The rival Koreas took steps toward reducing their bitter animosity during rare talks Tuesday, as North Korea agreed to send a delegation to next month's Winter Olympics in South Korea and reopen a military hotline.
The meeting, the first of its kind in about two years, was arranged after North Korean leader Kim Jong Un made an abrupt push for improved ties with South Korea following a year of elevated tensions with the outside world over his expanding nuclear and missile programs. Critics say Kim may be trying to divide Seoul and Washington in a bid to weaken international pressure and sanctions on the North.
During the talks, the North Korean delegation said it would send an Olympic delegation, including officials, athletes, cheerleaders, journalists and others, South Korean Vice Unification Minister Chun Hae-sung told reporters, according to media footage from the border village of Panmunjom, the venue of the talks.
North Korea is weak in winter sports and a pair of figure skaters, Ryom Tae Ok and Kim Ju Sik, earlier became the only North Korean athletes to qualify for next month's Pyeongchang Games before the North missed a confirmation deadline. The International Olympic Committee said Monday it has "kept the door open" for North Korea to take part in the games.
Chun, one of five South Korean negotiators, said the South proposed that North Korea send a big delegation and march with South Korean athletes during the Feb. 9-25 games' opening and closing ceremonies.
He said South Korea also suggested resuming temporary reunions of families separated by war and offered military talks designed to reduce animosities in front-line areas. South Korea also stressed the need to achieve denuclearization of the Korean Peninsula, Chun said.

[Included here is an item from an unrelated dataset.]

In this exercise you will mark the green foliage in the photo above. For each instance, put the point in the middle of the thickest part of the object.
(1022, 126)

North Korea responded by saying the two Koreas must try to promote peace and reconciliation through dialogue, he said.
Chun said North Korea told the South Korean delegation that it restored a military hotline with the South, in the second reopening of a suspended inter-Korean communication channel in about a week. All major inter-Korean communication channels had been shut down amid animosities over the North's nuclear program in recent years. But North Korea reopened one of the channels last week as signs emerged of improving ties.

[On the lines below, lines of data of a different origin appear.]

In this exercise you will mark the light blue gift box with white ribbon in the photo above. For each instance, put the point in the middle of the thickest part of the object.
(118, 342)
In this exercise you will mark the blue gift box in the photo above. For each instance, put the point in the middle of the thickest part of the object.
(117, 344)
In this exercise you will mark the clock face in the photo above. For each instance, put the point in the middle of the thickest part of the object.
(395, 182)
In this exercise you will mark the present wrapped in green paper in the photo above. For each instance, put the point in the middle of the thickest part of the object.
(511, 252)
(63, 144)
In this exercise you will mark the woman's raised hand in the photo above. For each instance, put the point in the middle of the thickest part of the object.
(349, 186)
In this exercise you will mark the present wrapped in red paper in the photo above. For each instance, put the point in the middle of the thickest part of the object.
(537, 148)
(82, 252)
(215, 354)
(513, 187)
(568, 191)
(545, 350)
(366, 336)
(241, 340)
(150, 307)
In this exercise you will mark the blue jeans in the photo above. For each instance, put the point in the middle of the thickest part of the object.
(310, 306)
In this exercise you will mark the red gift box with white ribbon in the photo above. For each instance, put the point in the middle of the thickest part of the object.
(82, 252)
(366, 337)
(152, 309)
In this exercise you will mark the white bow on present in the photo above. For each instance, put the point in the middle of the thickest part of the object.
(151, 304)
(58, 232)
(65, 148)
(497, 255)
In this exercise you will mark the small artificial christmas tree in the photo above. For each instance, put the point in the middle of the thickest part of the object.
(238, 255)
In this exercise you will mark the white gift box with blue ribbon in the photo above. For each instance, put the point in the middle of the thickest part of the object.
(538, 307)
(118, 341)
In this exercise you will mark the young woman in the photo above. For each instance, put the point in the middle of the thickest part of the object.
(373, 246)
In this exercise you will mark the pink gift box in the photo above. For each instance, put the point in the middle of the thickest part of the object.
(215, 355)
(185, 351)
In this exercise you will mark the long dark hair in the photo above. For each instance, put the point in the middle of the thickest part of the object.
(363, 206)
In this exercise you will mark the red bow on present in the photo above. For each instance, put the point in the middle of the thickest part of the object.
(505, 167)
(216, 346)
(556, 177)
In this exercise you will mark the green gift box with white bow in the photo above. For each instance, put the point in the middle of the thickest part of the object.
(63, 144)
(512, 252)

U.S. President Donald Trump on Saturday expressed hope for some progress from the talks and said he was open to talking with Kim himself. But U.N. Ambassador Nikki Haley later said the U.S. administration isn't changing its conditions regarding talks with North Korea, saying Kim first needs to stop weapons testing for a "significant amount of time." Trump and Kim traded bellicose rhetoric and crude insults last year, as North Korea conducted it sixth and most powerful nuclear detonation and three tests of intercontinental ballistic missiles.